Чансок втайне боялся, что ему придется расстаться с Сангхаком, и, когда этого не произошло, почувствовал облегчение. Люди, которые думали, что их разлучат, держались за руки, обнимали друг друга и похлопывали друг друга по плечу, когда слышали, что все собираются на одну планатацию. Все эти люди за несколько дней на судне стали близкими друзьями. Они сделали один и тот же выбор и вместе пересекли Тихий океан. Сангхак крепко обнял Чансока, прежде чем сесть в повозку. Тэхо тоже подошел и раскрыл объятия. На их глазах выступили слезы – возможно, потому, что все трое почувствовали себя счастливцами уже из-за того, что поедут в одно место.
Немало прошагав пешком, Чансок взглянул на небо. Густой лес мешал определить, который сейчас час. По пути Чансок вспоминал отношения с Сангхаком и сам не заметил, как оказался на вершине горы, нависавшей над «Лагерем девять». Отсюда весь лагерь целиком был виден как на ладони. Там он грузно опустился на землю.
Перед глазами Чансока встал тот момент, когда он впервые увидел Канхи. Он узнал ее с первого взгляда. Нет, наверное, правильнее сказать – почувствовал. Все, что он получил, это фотография и письмо, но он безумно ждал встречи с этим человеком. Конечно, Наен с ее западной внешностью привлекала внимание, но сердце Чансока с самого начала остановилось на Канхи. Если бы ему пришлось назвать причину, по которой это произошло, он бы ответил, что дело в ее взгляде. Такой мог быть только у человека, который уже давно ждет кого-то.
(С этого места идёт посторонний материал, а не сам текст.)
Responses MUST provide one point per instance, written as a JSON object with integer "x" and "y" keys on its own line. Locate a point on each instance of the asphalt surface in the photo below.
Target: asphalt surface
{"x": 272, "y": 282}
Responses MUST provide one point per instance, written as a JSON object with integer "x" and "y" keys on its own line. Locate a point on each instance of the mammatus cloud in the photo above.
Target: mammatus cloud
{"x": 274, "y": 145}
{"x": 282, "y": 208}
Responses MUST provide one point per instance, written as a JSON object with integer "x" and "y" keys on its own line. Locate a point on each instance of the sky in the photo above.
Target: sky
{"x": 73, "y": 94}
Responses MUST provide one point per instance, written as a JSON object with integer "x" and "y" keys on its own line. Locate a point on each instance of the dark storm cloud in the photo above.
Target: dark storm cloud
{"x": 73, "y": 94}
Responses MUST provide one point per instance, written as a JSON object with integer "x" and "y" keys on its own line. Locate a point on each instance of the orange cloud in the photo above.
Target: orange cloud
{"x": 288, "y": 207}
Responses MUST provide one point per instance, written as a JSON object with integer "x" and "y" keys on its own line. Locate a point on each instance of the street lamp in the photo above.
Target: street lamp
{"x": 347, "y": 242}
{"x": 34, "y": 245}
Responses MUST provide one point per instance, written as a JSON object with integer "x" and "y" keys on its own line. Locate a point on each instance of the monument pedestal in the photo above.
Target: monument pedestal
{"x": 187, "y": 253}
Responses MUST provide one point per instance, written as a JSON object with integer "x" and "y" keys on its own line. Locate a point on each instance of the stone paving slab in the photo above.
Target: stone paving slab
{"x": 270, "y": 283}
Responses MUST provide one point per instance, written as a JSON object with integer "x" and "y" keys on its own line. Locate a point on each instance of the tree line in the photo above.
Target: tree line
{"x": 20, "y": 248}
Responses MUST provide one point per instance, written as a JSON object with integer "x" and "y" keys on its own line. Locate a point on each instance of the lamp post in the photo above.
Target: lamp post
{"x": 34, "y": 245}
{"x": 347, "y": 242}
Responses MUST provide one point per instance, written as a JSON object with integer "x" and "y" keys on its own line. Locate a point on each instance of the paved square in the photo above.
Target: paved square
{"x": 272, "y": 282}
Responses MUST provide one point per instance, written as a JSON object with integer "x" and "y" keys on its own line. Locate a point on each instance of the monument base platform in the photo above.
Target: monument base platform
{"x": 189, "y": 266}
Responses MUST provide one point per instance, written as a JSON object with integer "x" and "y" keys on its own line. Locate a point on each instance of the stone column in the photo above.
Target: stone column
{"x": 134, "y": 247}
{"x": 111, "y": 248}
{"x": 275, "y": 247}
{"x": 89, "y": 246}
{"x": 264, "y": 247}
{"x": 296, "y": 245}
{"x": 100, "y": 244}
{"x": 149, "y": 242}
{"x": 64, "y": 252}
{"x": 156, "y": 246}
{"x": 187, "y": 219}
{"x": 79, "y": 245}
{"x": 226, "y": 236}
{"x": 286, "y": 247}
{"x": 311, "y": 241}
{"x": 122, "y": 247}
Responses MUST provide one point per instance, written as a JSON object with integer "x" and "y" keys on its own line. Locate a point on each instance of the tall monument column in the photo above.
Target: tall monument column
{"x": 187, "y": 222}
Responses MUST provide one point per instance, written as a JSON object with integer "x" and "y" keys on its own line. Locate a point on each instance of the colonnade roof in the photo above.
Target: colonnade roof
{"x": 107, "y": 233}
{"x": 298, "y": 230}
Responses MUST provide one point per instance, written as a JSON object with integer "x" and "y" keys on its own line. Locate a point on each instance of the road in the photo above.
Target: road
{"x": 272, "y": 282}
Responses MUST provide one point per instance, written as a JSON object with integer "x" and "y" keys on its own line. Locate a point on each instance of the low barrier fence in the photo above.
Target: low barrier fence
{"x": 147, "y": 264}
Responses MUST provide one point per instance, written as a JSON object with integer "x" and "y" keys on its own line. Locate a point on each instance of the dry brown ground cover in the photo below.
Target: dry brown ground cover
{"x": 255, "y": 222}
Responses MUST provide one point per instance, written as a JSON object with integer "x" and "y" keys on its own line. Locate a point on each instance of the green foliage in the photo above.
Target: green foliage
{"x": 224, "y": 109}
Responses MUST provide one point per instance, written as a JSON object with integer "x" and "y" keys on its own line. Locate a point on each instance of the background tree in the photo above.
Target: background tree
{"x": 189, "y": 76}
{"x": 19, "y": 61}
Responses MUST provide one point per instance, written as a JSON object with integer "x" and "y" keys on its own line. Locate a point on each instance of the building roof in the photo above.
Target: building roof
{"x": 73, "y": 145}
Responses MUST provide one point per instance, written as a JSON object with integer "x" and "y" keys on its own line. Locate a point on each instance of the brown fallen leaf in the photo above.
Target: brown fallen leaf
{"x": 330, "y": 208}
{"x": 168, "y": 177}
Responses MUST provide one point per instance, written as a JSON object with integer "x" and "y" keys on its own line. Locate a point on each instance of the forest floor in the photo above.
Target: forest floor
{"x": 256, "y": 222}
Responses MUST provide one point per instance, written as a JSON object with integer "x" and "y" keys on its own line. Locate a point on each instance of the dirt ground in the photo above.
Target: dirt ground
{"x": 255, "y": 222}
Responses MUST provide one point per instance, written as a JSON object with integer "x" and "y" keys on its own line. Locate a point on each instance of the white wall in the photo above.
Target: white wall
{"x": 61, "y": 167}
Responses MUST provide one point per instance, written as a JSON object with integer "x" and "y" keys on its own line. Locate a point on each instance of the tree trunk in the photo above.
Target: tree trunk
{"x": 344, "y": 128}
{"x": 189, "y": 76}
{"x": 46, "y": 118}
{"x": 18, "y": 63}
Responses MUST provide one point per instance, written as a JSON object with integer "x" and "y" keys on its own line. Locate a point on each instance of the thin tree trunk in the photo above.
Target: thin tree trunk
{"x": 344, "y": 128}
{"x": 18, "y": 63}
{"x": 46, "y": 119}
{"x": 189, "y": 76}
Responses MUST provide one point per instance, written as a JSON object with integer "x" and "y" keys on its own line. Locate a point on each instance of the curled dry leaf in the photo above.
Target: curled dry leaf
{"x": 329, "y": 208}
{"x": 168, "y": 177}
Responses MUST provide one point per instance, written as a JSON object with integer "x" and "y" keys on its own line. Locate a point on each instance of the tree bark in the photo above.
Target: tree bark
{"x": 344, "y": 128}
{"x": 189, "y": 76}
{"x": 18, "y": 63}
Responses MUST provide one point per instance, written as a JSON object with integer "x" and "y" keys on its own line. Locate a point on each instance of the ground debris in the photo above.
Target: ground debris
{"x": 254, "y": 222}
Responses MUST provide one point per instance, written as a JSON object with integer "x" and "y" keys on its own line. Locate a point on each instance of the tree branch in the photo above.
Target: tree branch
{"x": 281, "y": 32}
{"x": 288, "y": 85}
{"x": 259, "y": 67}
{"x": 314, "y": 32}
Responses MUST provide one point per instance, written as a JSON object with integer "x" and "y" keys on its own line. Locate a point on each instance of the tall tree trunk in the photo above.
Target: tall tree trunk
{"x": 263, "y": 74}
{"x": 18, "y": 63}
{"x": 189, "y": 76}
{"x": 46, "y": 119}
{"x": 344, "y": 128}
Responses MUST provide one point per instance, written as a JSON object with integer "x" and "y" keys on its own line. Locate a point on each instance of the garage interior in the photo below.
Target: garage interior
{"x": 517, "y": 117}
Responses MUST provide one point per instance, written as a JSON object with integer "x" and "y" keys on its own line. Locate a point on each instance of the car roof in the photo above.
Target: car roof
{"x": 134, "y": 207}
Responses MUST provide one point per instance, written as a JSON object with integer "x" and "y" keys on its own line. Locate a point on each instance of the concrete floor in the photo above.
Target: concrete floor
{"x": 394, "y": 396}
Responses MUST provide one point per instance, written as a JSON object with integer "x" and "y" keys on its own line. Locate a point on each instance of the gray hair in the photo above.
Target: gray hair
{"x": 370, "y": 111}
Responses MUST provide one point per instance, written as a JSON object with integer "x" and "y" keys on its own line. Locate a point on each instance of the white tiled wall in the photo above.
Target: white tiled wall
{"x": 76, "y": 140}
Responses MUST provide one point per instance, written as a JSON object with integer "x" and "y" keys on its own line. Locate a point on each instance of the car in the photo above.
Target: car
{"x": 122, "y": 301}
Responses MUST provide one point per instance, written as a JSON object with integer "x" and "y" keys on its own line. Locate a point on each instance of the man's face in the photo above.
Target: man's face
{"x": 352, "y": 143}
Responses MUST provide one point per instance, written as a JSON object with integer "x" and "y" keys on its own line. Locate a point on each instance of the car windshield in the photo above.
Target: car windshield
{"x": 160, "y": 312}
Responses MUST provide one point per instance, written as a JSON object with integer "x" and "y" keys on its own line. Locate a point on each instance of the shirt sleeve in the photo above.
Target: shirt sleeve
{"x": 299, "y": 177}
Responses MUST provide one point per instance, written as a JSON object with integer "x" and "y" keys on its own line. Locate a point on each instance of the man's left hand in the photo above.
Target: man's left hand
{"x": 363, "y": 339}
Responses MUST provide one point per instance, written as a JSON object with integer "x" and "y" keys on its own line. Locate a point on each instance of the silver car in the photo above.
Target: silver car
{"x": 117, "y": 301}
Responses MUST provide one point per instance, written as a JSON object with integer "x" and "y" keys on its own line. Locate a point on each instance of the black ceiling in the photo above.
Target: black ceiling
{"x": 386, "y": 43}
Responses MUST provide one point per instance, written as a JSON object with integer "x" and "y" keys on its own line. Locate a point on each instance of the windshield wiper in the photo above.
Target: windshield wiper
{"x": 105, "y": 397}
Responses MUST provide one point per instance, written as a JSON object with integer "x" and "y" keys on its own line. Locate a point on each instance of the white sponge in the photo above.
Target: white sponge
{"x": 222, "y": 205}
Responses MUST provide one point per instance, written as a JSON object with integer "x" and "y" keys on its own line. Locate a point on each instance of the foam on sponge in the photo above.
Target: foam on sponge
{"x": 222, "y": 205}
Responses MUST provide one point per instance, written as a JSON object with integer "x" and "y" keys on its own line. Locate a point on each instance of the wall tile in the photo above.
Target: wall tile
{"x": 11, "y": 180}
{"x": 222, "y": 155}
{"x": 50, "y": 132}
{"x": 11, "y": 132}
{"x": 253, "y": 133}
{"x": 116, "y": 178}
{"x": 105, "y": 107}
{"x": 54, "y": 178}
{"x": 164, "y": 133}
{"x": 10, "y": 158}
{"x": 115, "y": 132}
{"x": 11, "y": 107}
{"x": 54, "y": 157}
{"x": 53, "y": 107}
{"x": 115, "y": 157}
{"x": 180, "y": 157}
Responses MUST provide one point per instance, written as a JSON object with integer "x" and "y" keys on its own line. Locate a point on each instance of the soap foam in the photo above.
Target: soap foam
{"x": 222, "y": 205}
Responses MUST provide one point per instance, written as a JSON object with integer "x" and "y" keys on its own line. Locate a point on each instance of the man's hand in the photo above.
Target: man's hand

Может быть, и у него самого был такой же взгляд – ведь он так долго ждал Канхи.
Было ли это причиной? Когда из уст Канхи вылетели слова о том, чтобы поменяться партнерами, Чансок был ошеломлен. Как будто кто-то ударил его по голове тупым предметом. Предложение было совершенно неожиданным. Сам Чансок изначально решил, что, если Наен будет упрямиться до конца, он сделает все возможное, чтобы ее переубедить. Дело было не только в деньгах. Было глупо возвращаться на родину. Как она сюда попала? Насколько он слышал, получить паспорт становилось все труднее. Не означало ли это, что Чосон уже потерял свой суверенитет? Чансок был потрясен безрассудством Наен, собиравшейся вернуться в голодный и холодный край.
Однако понять предложение Канхи было еще труднее – а ведь она выдвинула его, ни с кем не посоветовавшись. Чем больше он об этом думал, тем более бесчувственным казалось ему это решение. Даже если бы Наен и уехала, он считал, что Канхи-то точно останется. А досаднее всего было вспоминать то, каким образом повел себя Сангхак. Тот факт, что Сангхак, которому он доверял и за которым во всем следовал, принял предложение Канхи без единого слова возражения или колебания, по-настоящему его поразил. Чансоку хотелось плюнуть себе в лицо за то, что он напрасно доверял Сангхаку и слушался во всем, как собственного брата. Теперь Канхи будет женой Сангхака, и Чансок должен относиться к ней так и только так.
Он больше никогда не хотел возвращаться в «Лагерь девять».